SOMEONE LIKE ME

By Roy Chen; Directed by Ealeal Semel

Set and Costume Design: Polina Adamov; Lighting Design: Eliyahu Saravaisky; Sound Design: Felix Shaposhnik

This new Israeli drama chronicles the lives of five teenage patients in an adolescent psychiatric institution as they put on their very own theatre play. It is a window into the lives of doctors, patients, and parents – and into their souls. But it is also our story, because these kids are just like us – a high-volume version of us.
Playwright Roy Chen wrote the play following six months of research in a psychiatric hospital. The result blends dark humor with wit and sincerity, and creates a world that is both poetic and raw.
Director Ealeal Semel chose to stage the play as a theatre in-the-round, inviting the audience into the psychiatric ward for a powerful emotional experience. Five teenage actors portray the patients alongside four professional adult actors from Gesher Theatre. A teenage pianist and cellist perform live classical music, creating a haunting effect.
Someone Like Me celebrates the healing power of theatre in the hope of raising the bar of compassion ever so slightly.

 

Trailer:

 

 

Roy Chen is a writer, playwright, and translator.
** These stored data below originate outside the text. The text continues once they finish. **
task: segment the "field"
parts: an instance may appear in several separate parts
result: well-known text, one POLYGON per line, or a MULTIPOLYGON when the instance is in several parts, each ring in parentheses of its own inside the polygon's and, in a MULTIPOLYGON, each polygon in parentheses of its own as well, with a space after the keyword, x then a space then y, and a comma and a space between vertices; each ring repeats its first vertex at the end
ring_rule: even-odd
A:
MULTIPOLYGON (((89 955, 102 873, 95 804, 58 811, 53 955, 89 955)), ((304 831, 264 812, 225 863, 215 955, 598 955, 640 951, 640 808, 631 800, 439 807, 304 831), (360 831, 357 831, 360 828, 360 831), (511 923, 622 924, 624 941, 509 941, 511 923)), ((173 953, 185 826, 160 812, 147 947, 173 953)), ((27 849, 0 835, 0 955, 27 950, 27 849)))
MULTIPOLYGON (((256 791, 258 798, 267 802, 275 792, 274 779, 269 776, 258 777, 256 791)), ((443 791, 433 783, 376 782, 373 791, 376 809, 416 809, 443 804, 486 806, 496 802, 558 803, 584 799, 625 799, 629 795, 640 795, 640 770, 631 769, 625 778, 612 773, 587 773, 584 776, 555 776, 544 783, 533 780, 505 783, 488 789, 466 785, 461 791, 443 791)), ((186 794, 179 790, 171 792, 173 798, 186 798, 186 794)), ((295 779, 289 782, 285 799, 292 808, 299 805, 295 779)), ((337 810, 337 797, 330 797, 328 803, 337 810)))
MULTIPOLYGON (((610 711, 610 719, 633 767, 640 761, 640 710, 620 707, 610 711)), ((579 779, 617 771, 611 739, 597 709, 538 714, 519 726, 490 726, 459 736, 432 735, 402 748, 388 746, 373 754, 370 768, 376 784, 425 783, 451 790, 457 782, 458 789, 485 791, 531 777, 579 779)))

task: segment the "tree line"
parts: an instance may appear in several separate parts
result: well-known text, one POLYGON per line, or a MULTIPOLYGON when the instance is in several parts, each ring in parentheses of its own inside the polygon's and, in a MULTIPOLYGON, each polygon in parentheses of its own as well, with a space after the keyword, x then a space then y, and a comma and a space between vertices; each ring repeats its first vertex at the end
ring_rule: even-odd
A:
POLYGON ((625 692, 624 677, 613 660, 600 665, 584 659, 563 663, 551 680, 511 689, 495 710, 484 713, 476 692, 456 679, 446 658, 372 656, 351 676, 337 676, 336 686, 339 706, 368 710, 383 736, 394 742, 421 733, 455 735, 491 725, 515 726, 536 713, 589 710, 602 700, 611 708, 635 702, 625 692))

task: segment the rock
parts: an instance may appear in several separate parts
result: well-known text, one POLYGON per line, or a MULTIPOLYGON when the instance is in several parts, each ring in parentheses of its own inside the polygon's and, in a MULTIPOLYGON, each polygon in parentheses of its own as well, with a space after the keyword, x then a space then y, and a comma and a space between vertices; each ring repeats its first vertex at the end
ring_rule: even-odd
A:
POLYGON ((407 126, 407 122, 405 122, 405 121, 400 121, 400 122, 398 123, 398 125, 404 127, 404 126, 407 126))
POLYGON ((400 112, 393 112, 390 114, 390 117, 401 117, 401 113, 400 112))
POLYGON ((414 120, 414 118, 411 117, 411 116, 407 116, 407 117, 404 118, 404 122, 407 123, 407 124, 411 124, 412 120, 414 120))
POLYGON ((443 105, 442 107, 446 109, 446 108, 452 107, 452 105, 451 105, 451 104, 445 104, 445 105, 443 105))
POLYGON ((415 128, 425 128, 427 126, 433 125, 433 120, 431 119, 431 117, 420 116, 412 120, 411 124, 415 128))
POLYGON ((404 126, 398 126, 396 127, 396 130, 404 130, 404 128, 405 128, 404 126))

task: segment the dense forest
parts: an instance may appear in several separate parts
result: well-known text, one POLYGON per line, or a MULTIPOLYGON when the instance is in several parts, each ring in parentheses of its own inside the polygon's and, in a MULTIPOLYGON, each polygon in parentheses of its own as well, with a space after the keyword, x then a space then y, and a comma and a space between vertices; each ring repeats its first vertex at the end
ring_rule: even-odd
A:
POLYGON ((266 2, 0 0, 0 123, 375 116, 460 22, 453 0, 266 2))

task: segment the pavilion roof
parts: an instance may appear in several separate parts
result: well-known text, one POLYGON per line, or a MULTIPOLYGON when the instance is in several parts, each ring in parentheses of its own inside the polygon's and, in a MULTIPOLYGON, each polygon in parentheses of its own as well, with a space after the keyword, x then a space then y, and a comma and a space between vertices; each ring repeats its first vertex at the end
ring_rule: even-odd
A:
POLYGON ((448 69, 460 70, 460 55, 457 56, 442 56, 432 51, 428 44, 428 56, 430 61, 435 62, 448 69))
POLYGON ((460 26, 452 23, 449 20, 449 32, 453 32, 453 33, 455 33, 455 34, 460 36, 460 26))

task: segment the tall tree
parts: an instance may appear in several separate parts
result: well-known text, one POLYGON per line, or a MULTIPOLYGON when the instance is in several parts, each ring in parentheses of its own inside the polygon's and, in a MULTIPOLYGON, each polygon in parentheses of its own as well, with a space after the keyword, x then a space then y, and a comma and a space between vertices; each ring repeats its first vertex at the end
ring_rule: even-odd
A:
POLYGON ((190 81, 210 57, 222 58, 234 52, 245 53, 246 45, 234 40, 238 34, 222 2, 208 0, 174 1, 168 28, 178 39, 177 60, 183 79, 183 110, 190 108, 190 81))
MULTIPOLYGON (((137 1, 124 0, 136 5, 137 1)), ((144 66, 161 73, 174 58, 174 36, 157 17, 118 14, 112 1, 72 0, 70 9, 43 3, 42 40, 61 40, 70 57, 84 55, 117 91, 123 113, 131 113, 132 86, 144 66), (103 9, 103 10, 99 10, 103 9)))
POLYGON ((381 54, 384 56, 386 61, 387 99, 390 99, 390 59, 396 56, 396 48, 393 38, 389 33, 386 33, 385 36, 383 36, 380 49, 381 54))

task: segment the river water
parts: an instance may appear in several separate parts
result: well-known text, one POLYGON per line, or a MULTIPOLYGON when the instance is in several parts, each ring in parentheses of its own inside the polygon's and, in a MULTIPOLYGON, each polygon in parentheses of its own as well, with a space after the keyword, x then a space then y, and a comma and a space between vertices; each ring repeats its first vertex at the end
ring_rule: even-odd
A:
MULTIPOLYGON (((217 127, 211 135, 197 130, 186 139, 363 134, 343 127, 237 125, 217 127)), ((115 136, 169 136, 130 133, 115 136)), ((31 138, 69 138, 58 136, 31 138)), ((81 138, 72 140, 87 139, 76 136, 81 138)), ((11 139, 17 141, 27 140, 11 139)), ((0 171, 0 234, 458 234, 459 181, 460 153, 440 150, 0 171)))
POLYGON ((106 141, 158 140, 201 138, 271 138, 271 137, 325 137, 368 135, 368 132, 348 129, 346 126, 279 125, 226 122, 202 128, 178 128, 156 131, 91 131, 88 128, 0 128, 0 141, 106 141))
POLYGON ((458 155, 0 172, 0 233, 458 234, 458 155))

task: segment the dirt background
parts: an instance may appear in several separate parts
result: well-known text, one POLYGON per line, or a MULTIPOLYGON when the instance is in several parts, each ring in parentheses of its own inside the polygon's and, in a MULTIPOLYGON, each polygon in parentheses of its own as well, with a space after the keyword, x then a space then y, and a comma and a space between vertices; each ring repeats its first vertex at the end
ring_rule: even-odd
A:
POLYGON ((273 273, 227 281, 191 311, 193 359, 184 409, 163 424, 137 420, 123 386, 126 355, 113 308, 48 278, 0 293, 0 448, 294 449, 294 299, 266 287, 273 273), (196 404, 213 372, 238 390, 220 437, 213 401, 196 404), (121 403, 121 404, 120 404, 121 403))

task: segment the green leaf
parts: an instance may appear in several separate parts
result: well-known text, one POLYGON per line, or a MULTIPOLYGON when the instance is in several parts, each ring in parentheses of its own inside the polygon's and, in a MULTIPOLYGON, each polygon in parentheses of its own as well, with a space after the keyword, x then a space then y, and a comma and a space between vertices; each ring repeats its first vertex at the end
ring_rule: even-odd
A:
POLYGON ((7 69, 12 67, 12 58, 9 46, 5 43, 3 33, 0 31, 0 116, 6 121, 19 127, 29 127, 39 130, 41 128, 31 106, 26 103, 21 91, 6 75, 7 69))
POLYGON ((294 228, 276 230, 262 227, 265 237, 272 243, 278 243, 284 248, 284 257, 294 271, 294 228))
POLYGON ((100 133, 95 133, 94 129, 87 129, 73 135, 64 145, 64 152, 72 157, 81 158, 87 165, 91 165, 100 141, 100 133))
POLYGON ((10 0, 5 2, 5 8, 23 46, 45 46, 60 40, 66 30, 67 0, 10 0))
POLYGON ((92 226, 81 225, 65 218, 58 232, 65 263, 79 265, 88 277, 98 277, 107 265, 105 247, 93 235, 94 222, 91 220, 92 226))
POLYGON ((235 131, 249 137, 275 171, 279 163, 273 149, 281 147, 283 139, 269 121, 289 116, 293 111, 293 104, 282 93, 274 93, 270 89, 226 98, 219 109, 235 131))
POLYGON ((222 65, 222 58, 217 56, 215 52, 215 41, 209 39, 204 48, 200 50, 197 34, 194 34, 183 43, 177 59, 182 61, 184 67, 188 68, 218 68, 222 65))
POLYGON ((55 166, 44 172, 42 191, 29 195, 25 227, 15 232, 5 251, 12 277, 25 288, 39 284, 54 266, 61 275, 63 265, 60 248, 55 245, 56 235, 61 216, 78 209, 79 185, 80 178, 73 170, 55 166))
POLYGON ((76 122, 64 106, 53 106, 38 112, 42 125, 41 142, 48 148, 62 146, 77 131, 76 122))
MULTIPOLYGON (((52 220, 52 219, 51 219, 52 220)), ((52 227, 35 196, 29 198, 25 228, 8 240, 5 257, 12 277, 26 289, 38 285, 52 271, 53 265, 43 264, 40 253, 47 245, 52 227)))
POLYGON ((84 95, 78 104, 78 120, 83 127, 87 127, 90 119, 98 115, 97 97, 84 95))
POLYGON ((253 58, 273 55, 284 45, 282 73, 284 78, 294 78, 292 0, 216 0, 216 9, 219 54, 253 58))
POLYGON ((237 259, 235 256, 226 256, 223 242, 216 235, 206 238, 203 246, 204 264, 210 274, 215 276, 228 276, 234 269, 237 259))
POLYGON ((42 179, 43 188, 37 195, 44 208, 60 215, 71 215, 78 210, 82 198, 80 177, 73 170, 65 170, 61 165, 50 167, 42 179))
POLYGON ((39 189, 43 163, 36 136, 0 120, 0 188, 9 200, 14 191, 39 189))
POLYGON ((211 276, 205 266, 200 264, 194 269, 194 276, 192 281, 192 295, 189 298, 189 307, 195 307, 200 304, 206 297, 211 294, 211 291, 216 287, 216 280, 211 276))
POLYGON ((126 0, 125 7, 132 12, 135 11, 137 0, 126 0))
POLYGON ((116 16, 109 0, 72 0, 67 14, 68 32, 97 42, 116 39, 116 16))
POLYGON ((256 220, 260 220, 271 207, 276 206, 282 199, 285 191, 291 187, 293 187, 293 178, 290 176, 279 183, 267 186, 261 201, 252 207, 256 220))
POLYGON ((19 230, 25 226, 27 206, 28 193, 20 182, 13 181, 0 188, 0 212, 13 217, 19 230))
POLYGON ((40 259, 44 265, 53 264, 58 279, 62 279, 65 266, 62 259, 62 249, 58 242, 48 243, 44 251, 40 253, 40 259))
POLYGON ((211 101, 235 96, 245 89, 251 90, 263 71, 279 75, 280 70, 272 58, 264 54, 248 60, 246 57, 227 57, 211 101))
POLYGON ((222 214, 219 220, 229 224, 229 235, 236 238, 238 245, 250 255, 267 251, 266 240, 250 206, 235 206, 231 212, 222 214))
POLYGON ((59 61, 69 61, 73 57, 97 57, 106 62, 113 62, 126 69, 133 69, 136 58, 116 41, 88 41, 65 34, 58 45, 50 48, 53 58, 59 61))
Since 2007, he is Chief Dramaturge of Gesher Theatre. Chen’s plays include political satires: The Dropout, Herzel Said, The Tunnel; plays for children: Spirit of the Theatre, The Odyssey; and original plays inspired by iconic texts: I Don Quixote, Alice, The Dybbuk.
Chen has published a novel and a collection of short stories. Souls, his new novel, was published in Hebrew (Keter, 2020), and is going to be published in Italian (Giuntina, Florence) and Russian (Phantom Press, Moscow). Chen translated classic fiction novels and more than forty plays from Russian, English, and French, into Hebrew. Authors include Pushkin, Dostoevsky, Bunin, Gogol, Kharms, Chekov, Moliere, Anouilh, Zeller, Bashevis Singer, Icke, and Pirandello. Chen’s plays travel around the world with Gesher Theater (USA, Canada, Russia, China).

 

Ealeal Semel is a promising young theatre director. She recently staged Murder by Hanoch Levin to great acclaim in Israel and abroad (Sibiu International Theatre Festival, Romania; Danail Chirpansky Festival, Bulgaria; Teatralny Kufar Festival, Belarus; with invitations to upcoming festivals in India, China, and Europe).
Semel is a speaker and activist of the third generation. She is the granddaughter of holocaust survivors, and the daughter of the late author Nava Semel, a pioneering voice for second-generation Holocaust survivors in Israel and worldwide.
Other notable productions: (2020) The Chalk Circle, after Bertolt Brecht, Goodman Acting School of the Negev; The Dybbuk, after S. Ansky, Tel Aviv University Theatre; (2018) Waiting for Godot, associate director, Jaffa Theatre; (2015) Schuster, by Hanoch Levin, Young Artist Week, Mozarteum Academy of Theatre, Salzburg, Austria; Camp Herzl, actress and contributor, Tel Aviv University Theatre and the Mozarteum Thomas Bernhard Institute in Salzburg, directed by Christine Umpfenbach.